Layla şunları belirtiyor: “Güvenceli statüsü olmayan Êzîdîlerin durumu sadece zor değil, derinden yaralayıcı. Kardeşimi ve benzer durumda olan diğerlerini görüyorum. Bunca acıdan sonra tek istedikleri huzur içinde yaşamak ama her gün korkuyla uyanıyorlar. Burada katliamlar görmüş insanlardan bahsediyoruz. Ailelerini toprağa vermek zorunda kalanlardan, köleleştirilen ve tecavüze uğrayan kadınlardan. Asla geri dönemeyen çocuklardan... Bu yaralar iyileşmedi. Hayat boyu kalacaklar. Acınız yetmedi. Ve biliyoruz ki, tam da bu insanlar (bir soykırımın hayatta kalanları) bugün yeniden belirsizliğe veya tehlikeye gönderilebilir. Bu düşünce bile dayanılmaz.

Siyaset sınıfta kaldı

Dünya sanki şöyle diyormuş gibi geliyor; ‘Acınız yetmedi. Hikâyeniz yeterli değil. Yaranızın bir önemi yok.’ Almanya’nın tanıma kararına minnettarım. Ama eğer bugün soykırımdan sağ kurtulan insanlar koruma için yalvarmak zorunda kalıyorsa, o zaman siyaset en kritik noktada sınıfta kalıyor demektir.

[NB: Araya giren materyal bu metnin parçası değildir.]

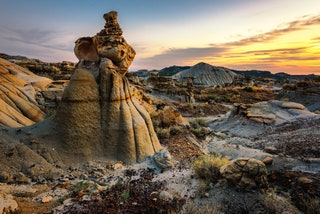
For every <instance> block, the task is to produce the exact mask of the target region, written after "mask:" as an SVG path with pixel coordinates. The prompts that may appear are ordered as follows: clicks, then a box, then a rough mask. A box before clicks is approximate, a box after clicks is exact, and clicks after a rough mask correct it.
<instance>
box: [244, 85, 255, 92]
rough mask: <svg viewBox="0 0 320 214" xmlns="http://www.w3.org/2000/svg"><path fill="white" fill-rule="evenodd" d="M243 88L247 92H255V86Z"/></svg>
mask: <svg viewBox="0 0 320 214" xmlns="http://www.w3.org/2000/svg"><path fill="white" fill-rule="evenodd" d="M243 90H244V91H246V92H255V89H254V87H253V86H246V87H244V88H243Z"/></svg>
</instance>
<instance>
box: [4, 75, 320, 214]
mask: <svg viewBox="0 0 320 214" xmlns="http://www.w3.org/2000/svg"><path fill="white" fill-rule="evenodd" d="M64 84H65V82H63V81H62V82H61V84H60V85H59V84H58V86H59V87H58V86H55V87H53V88H52V91H50V88H48V89H47V90H46V92H45V91H42V92H41V93H42V94H43V96H44V98H43V97H41V96H40V97H39V100H40V101H41V100H42V101H45V102H43V104H44V105H48V102H47V101H48V100H51V101H52V102H56V101H57V102H59V97H61V92H62V89H61V88H63V87H64ZM56 91H57V94H56ZM140 95H141V97H140V99H141V100H145V101H147V102H148V103H149V104H147V102H146V104H145V107H146V108H147V109H148V111H149V112H150V115H151V118H152V122H153V125H154V128H155V131H156V133H157V135H158V138H159V139H160V142H161V145H162V146H164V147H165V148H166V149H167V150H168V151H169V152H170V154H171V156H172V161H173V164H174V167H173V168H170V169H161V168H159V167H157V165H156V164H155V163H154V160H153V159H152V158H151V157H150V158H148V159H146V160H145V161H144V162H142V163H139V164H134V165H124V164H123V163H121V162H113V161H105V160H104V161H98V160H97V161H91V162H85V163H82V164H80V165H77V166H72V167H68V166H61V165H60V164H59V163H56V164H49V163H48V162H46V161H44V159H43V158H42V156H43V157H47V156H46V155H47V154H49V153H48V151H47V150H46V148H44V147H38V144H39V142H38V141H37V140H35V139H32V136H31V131H32V130H30V133H29V132H26V133H22V131H21V129H19V128H17V129H10V130H9V129H8V128H6V127H4V126H1V129H0V133H1V139H0V149H1V153H0V159H1V161H2V163H5V164H2V165H1V166H0V169H1V171H0V182H2V183H1V184H0V210H1V211H2V210H4V208H5V210H4V211H3V213H239V212H240V213H302V212H303V213H319V211H318V210H320V209H319V207H320V194H319V193H320V160H319V151H320V141H319V139H320V132H319V130H320V129H319V128H320V119H319V115H317V114H315V113H312V112H310V111H308V110H307V109H305V108H304V107H303V106H302V105H300V104H296V103H291V102H283V101H269V100H272V99H274V98H275V94H274V93H273V92H272V91H270V90H268V89H259V88H234V89H232V88H225V89H224V88H215V89H207V91H205V92H204V93H202V95H201V96H200V95H196V96H195V97H196V100H197V102H196V103H184V102H181V100H179V97H172V96H169V95H166V94H163V93H157V92H153V93H152V94H149V95H146V94H144V93H142V92H141V93H140ZM261 101H263V102H261ZM38 102H39V101H38ZM234 103H239V104H234ZM52 105H53V104H52ZM54 108H55V106H54V105H53V106H52V109H53V110H54ZM47 114H48V113H47ZM49 114H50V113H49ZM48 116H50V115H48ZM9 132H10V133H11V132H15V135H17V136H19V135H22V134H24V135H25V140H24V141H19V140H17V139H16V140H14V139H11V137H12V133H11V136H9V134H10V133H9ZM9 141H10V142H12V145H14V147H12V148H10V146H11V144H10V145H8V144H7V142H9ZM35 152H37V154H41V155H42V156H41V155H37V156H36V155H35ZM207 154H220V155H221V156H223V157H225V158H226V159H228V160H229V161H230V162H232V161H233V160H239V158H246V159H240V162H239V163H242V162H245V165H244V166H247V163H248V162H250V161H251V162H252V160H253V159H254V160H257V161H260V162H255V163H259V164H260V163H264V164H265V165H266V174H264V175H263V176H265V181H266V182H267V183H268V185H267V186H263V187H262V186H261V185H260V184H261V181H258V180H256V177H257V175H254V176H253V177H250V176H249V177H245V179H242V177H243V176H242V175H241V176H240V177H241V179H240V180H239V179H235V180H236V182H230V179H229V178H230V177H228V176H225V177H223V176H222V175H220V174H219V173H220V171H219V173H218V178H217V179H211V177H210V178H209V179H208V178H206V177H201V176H200V177H199V175H198V174H197V172H196V170H195V162H196V161H197V160H199V159H201V158H202V157H204V155H207ZM47 158H48V157H47ZM240 165H241V164H240ZM21 166H24V167H22V168H21ZM19 167H20V168H21V170H20V171H19V170H17V169H20V168H19ZM231 168H232V169H233V168H235V165H231ZM258 169H259V170H261V171H264V168H261V167H258ZM210 170H211V169H210ZM210 170H209V171H210ZM241 170H242V169H241ZM259 170H258V171H259ZM213 171H214V170H213ZM249 171H250V170H249ZM251 171H252V170H251ZM253 171H254V170H253ZM39 172H42V173H39ZM210 172H212V171H210ZM214 172H215V173H216V171H214ZM240 172H241V174H245V173H247V172H246V171H244V170H243V171H240ZM234 174H235V175H236V174H237V173H234ZM213 175H214V176H215V174H213ZM210 176H211V175H210ZM214 176H212V177H214ZM235 177H236V176H235ZM264 183H265V182H264ZM240 184H241V185H242V186H241V185H240ZM243 187H250V188H249V189H248V188H243ZM251 187H252V188H251ZM253 187H254V188H253Z"/></svg>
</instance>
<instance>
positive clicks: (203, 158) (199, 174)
mask: <svg viewBox="0 0 320 214" xmlns="http://www.w3.org/2000/svg"><path fill="white" fill-rule="evenodd" d="M228 162H229V160H228V159H227V158H225V157H221V155H219V154H207V155H203V156H200V157H199V158H198V159H197V160H196V161H195V162H194V163H193V165H192V166H193V169H194V171H195V173H196V175H197V177H198V178H200V179H204V180H206V181H208V182H217V181H218V180H219V178H220V167H221V166H223V165H226V164H227V163H228Z"/></svg>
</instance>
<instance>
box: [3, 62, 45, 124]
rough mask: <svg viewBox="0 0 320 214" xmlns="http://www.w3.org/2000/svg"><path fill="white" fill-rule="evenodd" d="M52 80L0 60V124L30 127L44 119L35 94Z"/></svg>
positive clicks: (10, 63) (18, 66) (22, 68)
mask: <svg viewBox="0 0 320 214" xmlns="http://www.w3.org/2000/svg"><path fill="white" fill-rule="evenodd" d="M50 83H51V80H49V79H47V78H44V77H39V76H37V75H35V74H33V73H32V72H30V71H28V70H27V69H24V68H22V67H20V66H18V65H15V64H13V63H10V62H8V61H6V60H4V59H1V58H0V124H3V125H5V126H9V127H21V126H29V125H32V124H34V123H35V122H39V121H41V120H42V119H43V116H44V113H43V112H42V111H41V109H40V108H39V107H38V106H37V102H36V101H35V94H36V91H37V90H42V89H44V88H45V87H46V86H47V85H49V84H50Z"/></svg>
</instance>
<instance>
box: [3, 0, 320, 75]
mask: <svg viewBox="0 0 320 214" xmlns="http://www.w3.org/2000/svg"><path fill="white" fill-rule="evenodd" d="M48 8H50V10H48ZM133 8H135V9H134V10H133ZM318 8H320V1H319V0H305V1H303V2H302V1H292V0H270V1H262V0H257V1H251V0H241V1H239V0H226V1H218V0H197V1H192V0H191V1H187V2H186V1H183V0H176V1H174V2H172V1H169V0H164V1H161V2H150V1H147V0H137V1H124V0H120V1H119V0H110V1H109V2H105V1H103V0H97V1H95V2H88V1H86V0H78V1H76V2H75V1H71V0H70V1H66V2H64V3H63V4H61V3H59V2H58V3H57V2H53V1H39V0H30V1H19V0H11V1H8V2H6V3H3V5H2V10H3V11H2V13H0V27H1V31H0V45H1V49H0V52H3V53H6V54H10V55H23V56H26V57H29V58H37V59H40V60H42V61H47V62H59V61H64V60H65V61H73V62H76V61H77V59H76V57H75V56H74V54H73V45H74V41H75V40H77V39H78V38H79V37H83V36H93V35H95V34H96V33H97V32H99V31H100V29H102V27H103V24H104V20H103V19H102V15H103V13H105V12H108V11H110V10H116V11H118V12H119V22H120V25H121V27H122V29H123V32H124V38H125V39H126V40H127V41H128V43H129V44H131V45H132V46H133V48H134V49H135V50H136V52H137V55H136V58H135V60H134V62H133V64H132V65H131V67H130V68H129V70H131V71H133V70H140V69H149V70H151V69H162V68H164V67H168V66H173V65H179V66H185V65H188V66H193V65H195V64H197V63H199V62H205V63H209V64H211V65H215V66H223V67H227V68H231V69H237V70H265V71H271V72H272V73H277V72H286V73H290V74H311V73H313V74H317V75H320V57H319V53H320V36H319V35H320V28H319V27H320V26H319V25H320V10H319V9H318ZM79 14H81V16H79Z"/></svg>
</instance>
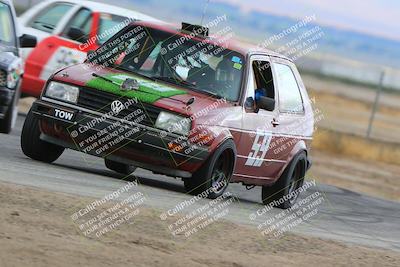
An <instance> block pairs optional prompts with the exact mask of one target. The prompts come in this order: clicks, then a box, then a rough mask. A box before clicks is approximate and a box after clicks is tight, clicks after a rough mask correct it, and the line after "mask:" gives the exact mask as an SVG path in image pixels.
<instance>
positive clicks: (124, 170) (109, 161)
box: [104, 159, 136, 175]
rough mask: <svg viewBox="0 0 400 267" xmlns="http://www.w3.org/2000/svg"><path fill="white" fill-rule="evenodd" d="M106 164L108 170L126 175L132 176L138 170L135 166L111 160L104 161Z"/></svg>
mask: <svg viewBox="0 0 400 267" xmlns="http://www.w3.org/2000/svg"><path fill="white" fill-rule="evenodd" d="M104 163H105V165H106V167H107V168H108V169H110V170H112V171H115V172H117V173H121V174H125V175H128V174H131V173H133V172H134V171H135V170H136V167H135V166H131V165H127V164H123V163H119V162H116V161H112V160H109V159H104Z"/></svg>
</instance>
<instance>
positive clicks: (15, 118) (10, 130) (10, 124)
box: [0, 90, 19, 134]
mask: <svg viewBox="0 0 400 267" xmlns="http://www.w3.org/2000/svg"><path fill="white" fill-rule="evenodd" d="M18 100H19V91H18V90H17V92H15V94H14V97H13V100H12V102H11V104H10V106H9V107H8V110H7V113H6V114H5V116H4V118H3V119H1V120H0V133H5V134H9V133H10V132H11V130H12V129H13V128H14V125H15V122H16V121H17V116H18Z"/></svg>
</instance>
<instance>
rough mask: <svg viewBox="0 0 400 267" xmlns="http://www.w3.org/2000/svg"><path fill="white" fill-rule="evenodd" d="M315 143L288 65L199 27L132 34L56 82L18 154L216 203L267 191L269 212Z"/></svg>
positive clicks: (288, 205) (267, 197) (283, 202)
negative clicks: (236, 191)
mask: <svg viewBox="0 0 400 267" xmlns="http://www.w3.org/2000/svg"><path fill="white" fill-rule="evenodd" d="M313 131H314V115H313V110H312V106H311V103H310V99H309V97H308V94H307V91H306V88H305V86H304V84H303V82H302V80H301V77H300V74H299V72H298V71H297V69H296V66H295V65H294V63H293V62H292V60H291V59H289V58H287V57H285V56H283V55H280V54H277V53H274V52H272V51H270V50H268V49H264V48H262V47H261V48H260V47H257V46H256V47H254V46H252V45H248V44H242V43H239V42H237V41H234V40H231V39H229V38H228V39H227V38H226V35H225V36H224V37H219V36H210V35H209V29H207V28H206V27H203V26H197V25H191V24H187V23H183V24H182V27H181V28H176V27H174V26H168V25H162V24H157V23H150V22H135V23H132V24H130V25H129V26H127V27H126V28H125V29H123V30H122V31H120V32H119V33H118V34H117V35H115V36H114V37H113V38H111V39H110V40H109V41H107V42H106V43H105V44H103V45H102V46H101V47H100V48H98V49H97V50H96V51H95V52H91V53H89V54H88V58H87V60H86V61H85V62H84V63H83V64H79V65H75V66H71V67H68V68H65V69H63V70H61V71H58V72H56V73H55V74H54V75H52V76H51V77H50V79H49V80H48V81H47V83H46V86H45V89H44V91H43V94H42V96H41V98H40V99H39V100H37V101H36V102H35V103H34V104H33V106H32V108H31V110H30V112H29V114H28V116H27V118H26V121H25V124H24V127H23V130H22V137H21V146H22V150H23V152H24V153H25V155H26V156H28V157H30V158H32V159H34V160H39V161H42V162H47V163H51V162H54V161H55V160H57V159H58V158H59V157H60V156H61V155H62V153H63V152H64V150H65V149H66V148H69V149H73V150H77V151H80V152H82V153H86V154H90V155H94V156H97V157H101V158H104V160H105V164H106V166H107V167H108V168H109V169H111V170H114V171H116V172H119V173H124V174H129V173H131V172H132V171H133V170H134V169H135V168H136V167H140V168H144V169H148V170H151V171H153V172H154V173H158V174H164V175H169V176H173V177H178V178H182V179H183V181H184V186H185V188H186V190H187V192H189V193H191V194H199V195H200V196H206V197H209V198H217V197H219V196H221V195H222V194H223V193H224V191H225V190H226V188H227V187H228V184H229V183H231V182H235V183H242V184H243V185H246V186H247V187H252V186H262V201H263V203H265V204H268V205H274V206H277V207H281V208H288V207H290V206H292V205H293V204H294V203H295V201H296V199H297V197H298V195H299V193H300V191H301V190H300V189H301V188H300V187H301V186H302V183H303V180H304V177H305V174H306V171H307V170H308V169H309V168H310V166H311V160H310V143H311V140H312V135H313ZM83 156H84V154H83Z"/></svg>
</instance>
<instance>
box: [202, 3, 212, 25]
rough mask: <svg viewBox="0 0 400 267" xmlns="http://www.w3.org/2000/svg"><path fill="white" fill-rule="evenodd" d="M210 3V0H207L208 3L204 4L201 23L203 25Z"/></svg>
mask: <svg viewBox="0 0 400 267" xmlns="http://www.w3.org/2000/svg"><path fill="white" fill-rule="evenodd" d="M209 4H210V0H207V2H206V4H205V5H204V9H203V14H202V15H201V22H200V25H203V21H204V17H205V16H206V13H207V8H208V5H209Z"/></svg>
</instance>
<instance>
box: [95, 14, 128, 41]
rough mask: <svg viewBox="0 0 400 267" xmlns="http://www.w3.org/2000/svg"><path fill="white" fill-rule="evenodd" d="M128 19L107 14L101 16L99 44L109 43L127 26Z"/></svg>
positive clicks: (109, 14)
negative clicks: (121, 30)
mask: <svg viewBox="0 0 400 267" xmlns="http://www.w3.org/2000/svg"><path fill="white" fill-rule="evenodd" d="M127 19H128V18H126V17H121V16H116V15H111V14H106V13H103V14H101V15H100V27H99V32H98V34H97V36H98V43H99V44H100V45H102V44H104V43H105V42H107V41H108V39H110V38H111V37H112V36H113V35H115V34H116V33H117V32H119V31H120V30H122V29H123V28H124V27H125V26H126V21H127Z"/></svg>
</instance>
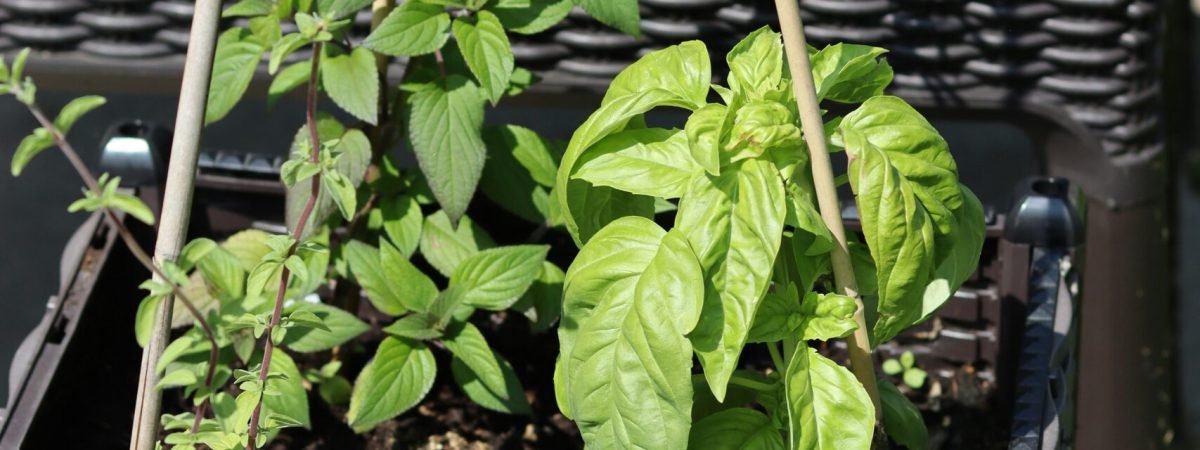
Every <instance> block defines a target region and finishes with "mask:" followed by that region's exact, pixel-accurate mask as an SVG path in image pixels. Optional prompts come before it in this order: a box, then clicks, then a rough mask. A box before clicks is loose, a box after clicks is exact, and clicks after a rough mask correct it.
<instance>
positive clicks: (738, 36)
mask: <svg viewBox="0 0 1200 450" xmlns="http://www.w3.org/2000/svg"><path fill="white" fill-rule="evenodd" d="M1160 6H1162V0H1043V1H1027V0H1026V1H1021V0H803V1H800V7H802V14H803V16H804V19H805V20H806V31H808V34H809V40H810V41H811V42H812V43H814V44H815V46H822V44H827V43H833V42H842V41H845V42H856V43H866V44H876V46H883V47H887V48H889V49H890V50H892V53H890V54H889V56H888V59H889V61H890V62H892V64H893V65H894V66H895V68H896V77H895V88H896V89H910V90H911V89H916V90H926V91H935V92H941V94H943V95H944V94H949V95H950V96H953V97H958V98H970V97H971V95H972V94H971V92H972V90H979V89H989V88H990V89H992V90H994V89H995V88H1001V89H1003V90H1006V91H1008V92H1010V95H1012V96H1013V97H1014V98H1018V97H1022V96H1028V95H1034V94H1036V95H1039V96H1042V97H1045V98H1050V100H1052V101H1054V103H1056V104H1061V107H1062V108H1063V109H1064V110H1066V112H1067V113H1069V115H1070V116H1072V118H1073V119H1074V120H1075V121H1078V122H1080V124H1082V125H1086V126H1087V127H1090V128H1091V130H1093V133H1094V134H1096V136H1097V137H1098V138H1099V140H1100V143H1102V145H1103V146H1104V150H1105V152H1108V154H1109V155H1111V156H1114V157H1118V156H1124V157H1122V160H1138V161H1145V160H1146V157H1147V156H1151V155H1152V154H1157V152H1159V151H1162V148H1163V140H1162V136H1160V134H1162V126H1160V119H1162V116H1160V112H1159V91H1160V85H1159V82H1158V78H1157V68H1158V64H1159V62H1158V52H1159V50H1158V48H1159V46H1158V44H1157V43H1158V41H1159V38H1160V30H1159V28H1160V26H1159V16H1160ZM192 7H193V2H192V1H191V0H0V50H2V49H11V48H14V47H19V46H30V47H35V48H37V49H44V50H55V52H72V50H74V52H72V53H73V54H76V53H79V54H88V55H94V56H101V58H106V59H156V58H168V56H173V55H176V54H179V53H182V52H184V50H185V49H186V46H187V26H188V24H190V20H191V14H192ZM641 8H642V17H643V20H642V31H643V34H642V36H641V37H631V36H628V35H623V34H619V32H617V31H614V30H612V29H610V28H606V26H602V25H600V24H599V23H596V22H595V20H593V19H590V18H588V17H587V16H586V14H583V13H582V12H578V11H576V12H574V13H572V14H570V17H569V18H568V19H566V20H564V22H563V23H562V24H560V25H558V26H554V28H552V29H550V30H547V31H545V32H542V34H539V35H536V36H514V53H515V55H516V59H517V61H518V64H521V65H523V66H527V67H530V68H534V70H539V71H544V72H556V73H560V74H563V76H564V77H560V78H562V79H566V80H576V82H577V83H580V84H583V85H588V86H596V85H602V83H600V82H602V80H604V79H607V78H611V77H612V76H614V74H616V73H617V72H619V71H620V70H622V68H623V67H624V66H625V65H628V64H629V62H631V61H634V60H635V59H637V58H638V56H640V55H642V54H644V53H647V52H649V50H653V49H655V48H661V47H664V46H668V44H673V43H677V42H682V41H688V40H703V41H706V42H707V43H708V44H709V48H712V49H713V54H714V55H720V54H722V53H724V50H725V49H727V48H730V47H731V46H732V44H733V43H736V42H737V40H738V38H740V36H744V35H745V34H746V32H749V31H751V30H754V29H756V28H760V26H763V25H773V24H774V23H775V17H774V7H773V1H770V0H643V1H641ZM235 23H236V22H234V20H228V22H227V26H228V25H233V24H235ZM368 24H370V14H368V13H362V14H360V16H359V17H358V18H356V20H355V28H354V34H355V35H356V37H358V38H361V37H362V35H365V32H366V31H367V28H368ZM292 58H294V59H296V60H299V59H302V58H306V56H305V55H304V54H302V52H301V53H299V54H296V55H293V56H292ZM714 62H716V65H718V67H720V65H721V62H722V61H714Z"/></svg>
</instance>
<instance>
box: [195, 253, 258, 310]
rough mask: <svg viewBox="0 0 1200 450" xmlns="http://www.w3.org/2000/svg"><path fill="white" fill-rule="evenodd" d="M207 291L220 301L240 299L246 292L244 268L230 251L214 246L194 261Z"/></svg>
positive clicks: (244, 273) (245, 277) (238, 260)
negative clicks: (207, 289) (208, 290)
mask: <svg viewBox="0 0 1200 450" xmlns="http://www.w3.org/2000/svg"><path fill="white" fill-rule="evenodd" d="M196 268H197V269H198V270H199V272H200V274H202V275H203V277H204V282H205V284H206V286H208V288H209V293H210V294H211V295H212V296H215V298H217V299H220V300H221V301H233V300H236V299H241V298H242V296H244V295H245V294H246V270H245V269H242V266H241V263H240V262H239V260H238V257H235V256H234V254H233V253H232V252H229V251H228V250H226V248H223V247H214V248H212V250H210V251H208V252H205V254H204V257H202V258H199V259H198V260H197V262H196Z"/></svg>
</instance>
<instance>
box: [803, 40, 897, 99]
mask: <svg viewBox="0 0 1200 450" xmlns="http://www.w3.org/2000/svg"><path fill="white" fill-rule="evenodd" d="M887 52H888V50H886V49H882V48H878V47H870V46H859V44H852V43H838V44H833V46H829V47H826V48H822V49H821V52H817V53H816V54H814V55H811V56H810V58H811V59H812V82H814V83H815V84H816V89H817V98H824V100H832V101H835V102H842V103H858V102H863V101H866V100H868V98H871V97H874V96H877V95H881V94H883V88H887V86H888V84H892V66H889V65H888V61H886V60H876V58H878V56H880V55H882V54H884V53H887Z"/></svg>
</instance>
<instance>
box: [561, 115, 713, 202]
mask: <svg viewBox="0 0 1200 450" xmlns="http://www.w3.org/2000/svg"><path fill="white" fill-rule="evenodd" d="M702 170H703V169H702V168H701V167H700V166H698V164H697V163H696V161H695V160H694V158H692V157H691V152H690V151H689V149H688V136H686V134H685V133H684V132H683V131H679V130H662V128H640V130H629V131H623V132H619V133H614V134H610V136H608V137H606V138H604V139H601V140H600V142H599V143H596V144H595V145H593V146H592V148H590V149H588V151H587V152H586V154H584V155H583V157H582V158H580V163H578V168H577V169H576V172H575V175H574V176H572V178H575V179H581V180H586V181H588V182H590V184H592V185H593V186H605V187H612V188H616V190H619V191H625V192H629V193H635V194H640V196H649V197H659V198H679V197H682V196H683V194H684V192H686V190H688V181H689V180H690V179H691V178H692V175H695V174H697V173H700V172H702Z"/></svg>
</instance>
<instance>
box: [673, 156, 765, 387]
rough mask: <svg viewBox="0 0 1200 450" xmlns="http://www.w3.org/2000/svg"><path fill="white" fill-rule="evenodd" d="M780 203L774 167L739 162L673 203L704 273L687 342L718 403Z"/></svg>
mask: <svg viewBox="0 0 1200 450" xmlns="http://www.w3.org/2000/svg"><path fill="white" fill-rule="evenodd" d="M785 203H786V198H785V193H784V186H782V180H781V178H780V175H779V170H778V169H775V166H774V164H773V163H770V162H767V161H745V162H743V163H740V164H737V166H730V167H727V168H726V169H725V170H722V172H721V175H720V176H712V175H707V174H706V175H701V176H696V178H694V179H692V182H691V186H690V188H689V191H688V194H686V196H685V197H684V198H683V199H682V200H680V202H679V211H678V214H677V216H676V228H677V229H679V230H682V232H683V233H684V234H685V235H686V236H688V240H689V241H690V242H691V246H692V248H695V250H696V254H697V256H698V257H700V260H701V265H702V266H703V268H704V274H706V288H704V313H703V314H702V316H701V320H700V324H698V325H697V326H696V331H694V332H692V334H691V335H690V336H689V337H690V338H691V342H692V346H695V347H696V353H697V354H698V356H700V361H701V365H703V367H704V377H707V378H708V383H709V385H710V386H712V388H713V394H714V395H715V396H716V398H718V400H722V398H724V397H725V388H726V384H727V383H728V377H730V374H731V373H733V370H734V368H736V367H737V361H738V356H739V355H740V354H742V347H743V346H744V344H745V342H746V337H748V335H749V332H750V328H751V323H752V320H754V317H755V313H756V311H757V310H758V305H760V301H761V300H762V298H763V295H766V293H767V286H768V283H769V282H770V270H769V269H767V268H770V266H773V265H774V263H775V256H776V254H778V253H779V247H780V241H781V239H782V233H784V215H785V210H786V206H785Z"/></svg>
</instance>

Tüm yaşananlardan; katliamlardan, köleleştirmeden, ailelerin yok oluşundan, kadınlarımızın tarifsiz acılarından sonra Êzîdîleri sınır dışı etmek ya da korku içinde yaşatmak insanlığa sığmaz. Soykırımı tanıyanlar, hayatta kalanlarını asla yüzüstü bırakamaz.”